The moguls and the scholars thus came into direct conflict. A professor was dismissed from Cornell, for example, for a pro-labor speech that annoyed a powerful benefactor, and a prominent scholar at Stanford was dismissed because he annoyed donors with his views on the silver and immigration issues.

This tension continued until the beginning of World War I, when it was dwarfed by an even larger conflict.

During the Great War, patriotic zealots persecuted and even prosecuted those who questioned the war or the draft. Universities faced the almost total collapse of the institutional safeguards that had evolved up to that point to protect academic freedom, for nothing in their prior experience had prepared them to deal with the issue of loyalty at a time of national emergency.

At the University of Nebraska, for example, three professors were discharged because they had "assumed an attitude calculated to encourage . . . a spirit of [indifference] towards [the] war." At the University of Virginia, a professor was discharged because he had made a speech predicting that the war would not make the world safe for democracy. And at Columbia, the Board of Trustees launched a general campaign of investigation to determine whether doctrines that tended to encourage a spirit of disloyalty were being taught at the university.

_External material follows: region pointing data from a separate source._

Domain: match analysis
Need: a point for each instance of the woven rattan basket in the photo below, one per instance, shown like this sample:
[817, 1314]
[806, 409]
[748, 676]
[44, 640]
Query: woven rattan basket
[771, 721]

Similar issues arose again, with a vengeance, during the age of McCarthy. In the late 1940s and 1950s, many if not most universities excluded those accused of Communist sympathies from participation in university life. The University of Washington fired three tenured professors, the University of California dismissed thirty-one professors who refused to sign an anti-Communist oath, and Yale president Charles Seymour boasted that "there will be no witch hunts at Yale, because there will be no witches. We will not hire Communists."

What we are seeing now in North Carolina is an ugly resurgence of an attempt by political elements outside the university to censor, discipline, and punish those inside the university who take positions that annoy, offend, or disturb them. This is unconscionable. The Board of Governors of the University of North Carolina must reverse its decision now and it must acknowledge that its action, however tempting, betrayed the Board's most fundamental responsibility to protect the core values of what used to be one of our nation's greatest public universities.